Preclinical Developments
Nature Communications published a paper entitled "DNA Vaccination Protects Mice Against Zika Virus-Induced Damage to the Testes," reporting the results of a preclinical study in which Inovio’s Zika vaccine prevented the persistence of virus and damage in the male reproductive tract. This published data suggests another avenue of potential protection against the Zika virus. While detrimental effects on sperm and fertility have not yet been reported in Zika-infected human males, persistence of Zika in semen and sperm and sexual transmission by males has been documented. This new preclinical data suggests that our Zika vaccine may represent an opportunity to limit the potential for sexual transmission of the virus. In addition to our ongoing ZIKA-001 and 002 clinical studies, we are planning for a larger phase 2 study in our efforts to bring our Zika vaccine to patients.

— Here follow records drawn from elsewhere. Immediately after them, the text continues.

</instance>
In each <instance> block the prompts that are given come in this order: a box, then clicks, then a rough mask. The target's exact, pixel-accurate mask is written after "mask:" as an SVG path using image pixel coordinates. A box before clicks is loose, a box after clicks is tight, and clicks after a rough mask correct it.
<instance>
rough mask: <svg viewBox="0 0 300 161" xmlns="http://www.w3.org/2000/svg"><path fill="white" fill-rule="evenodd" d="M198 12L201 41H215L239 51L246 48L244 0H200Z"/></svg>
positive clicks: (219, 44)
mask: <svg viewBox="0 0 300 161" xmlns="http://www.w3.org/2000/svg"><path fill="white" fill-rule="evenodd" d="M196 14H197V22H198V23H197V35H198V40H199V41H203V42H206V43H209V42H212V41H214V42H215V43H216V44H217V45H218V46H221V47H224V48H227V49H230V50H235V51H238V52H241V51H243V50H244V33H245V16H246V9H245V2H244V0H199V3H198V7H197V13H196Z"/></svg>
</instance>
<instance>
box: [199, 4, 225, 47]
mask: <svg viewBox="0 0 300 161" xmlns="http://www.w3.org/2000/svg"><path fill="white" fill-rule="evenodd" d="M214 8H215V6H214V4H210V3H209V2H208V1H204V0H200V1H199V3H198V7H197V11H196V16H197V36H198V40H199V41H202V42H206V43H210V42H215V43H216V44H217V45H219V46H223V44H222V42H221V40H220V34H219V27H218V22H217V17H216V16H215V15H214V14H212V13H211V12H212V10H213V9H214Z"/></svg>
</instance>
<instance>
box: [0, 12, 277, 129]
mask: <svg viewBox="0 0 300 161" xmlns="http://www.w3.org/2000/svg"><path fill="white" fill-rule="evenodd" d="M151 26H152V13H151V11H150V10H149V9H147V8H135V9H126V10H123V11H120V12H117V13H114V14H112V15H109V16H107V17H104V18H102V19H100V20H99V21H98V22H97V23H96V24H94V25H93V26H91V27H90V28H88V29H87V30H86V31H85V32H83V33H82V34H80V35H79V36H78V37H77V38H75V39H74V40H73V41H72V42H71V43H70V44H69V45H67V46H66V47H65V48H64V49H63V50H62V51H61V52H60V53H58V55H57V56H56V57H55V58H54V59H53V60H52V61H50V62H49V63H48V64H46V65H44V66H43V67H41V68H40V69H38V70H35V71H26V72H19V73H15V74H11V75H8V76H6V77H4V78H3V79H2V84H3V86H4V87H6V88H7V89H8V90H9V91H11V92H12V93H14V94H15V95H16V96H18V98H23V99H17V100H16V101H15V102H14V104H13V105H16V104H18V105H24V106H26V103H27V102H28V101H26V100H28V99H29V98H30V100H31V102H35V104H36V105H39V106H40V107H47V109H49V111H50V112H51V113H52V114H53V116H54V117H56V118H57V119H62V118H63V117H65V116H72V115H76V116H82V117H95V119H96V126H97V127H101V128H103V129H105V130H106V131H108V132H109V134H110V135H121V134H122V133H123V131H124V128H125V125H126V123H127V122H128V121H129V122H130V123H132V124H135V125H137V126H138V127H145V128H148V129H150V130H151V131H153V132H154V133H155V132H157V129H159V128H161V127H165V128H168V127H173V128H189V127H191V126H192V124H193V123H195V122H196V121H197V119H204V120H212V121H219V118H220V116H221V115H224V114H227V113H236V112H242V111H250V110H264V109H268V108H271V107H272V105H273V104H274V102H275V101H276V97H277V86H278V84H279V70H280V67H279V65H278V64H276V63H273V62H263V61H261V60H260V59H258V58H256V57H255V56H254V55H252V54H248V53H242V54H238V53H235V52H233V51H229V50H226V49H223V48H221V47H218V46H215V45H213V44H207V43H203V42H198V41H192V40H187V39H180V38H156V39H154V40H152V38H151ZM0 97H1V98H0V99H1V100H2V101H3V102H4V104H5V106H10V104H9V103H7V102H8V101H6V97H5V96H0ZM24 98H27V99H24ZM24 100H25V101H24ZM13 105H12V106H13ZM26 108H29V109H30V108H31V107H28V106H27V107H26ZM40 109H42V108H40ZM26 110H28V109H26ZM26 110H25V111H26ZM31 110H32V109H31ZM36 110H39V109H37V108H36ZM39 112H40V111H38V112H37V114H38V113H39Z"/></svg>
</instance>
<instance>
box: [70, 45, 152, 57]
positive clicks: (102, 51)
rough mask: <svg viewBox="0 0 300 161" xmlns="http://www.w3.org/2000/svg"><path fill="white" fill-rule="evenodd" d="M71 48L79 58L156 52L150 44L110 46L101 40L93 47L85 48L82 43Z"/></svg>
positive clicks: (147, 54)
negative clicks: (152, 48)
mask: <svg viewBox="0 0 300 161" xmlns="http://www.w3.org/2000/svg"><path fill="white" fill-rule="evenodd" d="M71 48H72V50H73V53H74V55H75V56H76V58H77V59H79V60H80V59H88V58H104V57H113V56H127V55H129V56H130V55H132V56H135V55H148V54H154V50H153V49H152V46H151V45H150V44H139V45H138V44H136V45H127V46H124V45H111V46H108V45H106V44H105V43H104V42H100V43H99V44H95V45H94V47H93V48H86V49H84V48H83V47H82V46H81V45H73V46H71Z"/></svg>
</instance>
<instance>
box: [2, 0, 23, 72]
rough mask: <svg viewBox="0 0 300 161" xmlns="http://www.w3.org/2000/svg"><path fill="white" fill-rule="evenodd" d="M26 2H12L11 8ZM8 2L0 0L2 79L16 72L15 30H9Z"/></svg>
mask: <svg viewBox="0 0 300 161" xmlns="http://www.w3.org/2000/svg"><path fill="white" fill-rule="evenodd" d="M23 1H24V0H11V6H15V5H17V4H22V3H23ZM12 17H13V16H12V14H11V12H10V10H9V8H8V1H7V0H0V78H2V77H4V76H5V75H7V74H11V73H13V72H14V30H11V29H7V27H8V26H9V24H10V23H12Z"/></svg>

Npj Vaccines published a paper entitled "DNA Inoculation of Synthetic Cross-Reactive Antibodies Protects Against Lethal Influenza A and B Infections," co-authored by Inovio scientists and collaborators from the Wistar Institute and MedImmune. The paper reported the results of a preclinical study in which Inovio’s DNA-based monoclonal antibody product candidate for the treatment of influenza produced broadly cross-reactive antibodies that provided complete protection from a lethal challenge with multiple viruses of both influenza A and B types. Following previously reported similar data from Inovio’s dMAb candidates for HIV, dengue, and Chikungunya, this study further validates the potential for Inovio’s dMAb technology platform to be able to use encoded DNA plasmids for in vivo production of monoclonal antibodies and to induce protective immune responses. The goal for this platform is to rapidly generate therapeutic monoclonal antibodies directly in the recipients. Such benefits are complementary to Inovio’s antigen-generating platform in terms of immune mechanism and short response times, and advantages that overcome conventional monoclonal antibodies’ long development lead times and complex manufacturing processes and costs.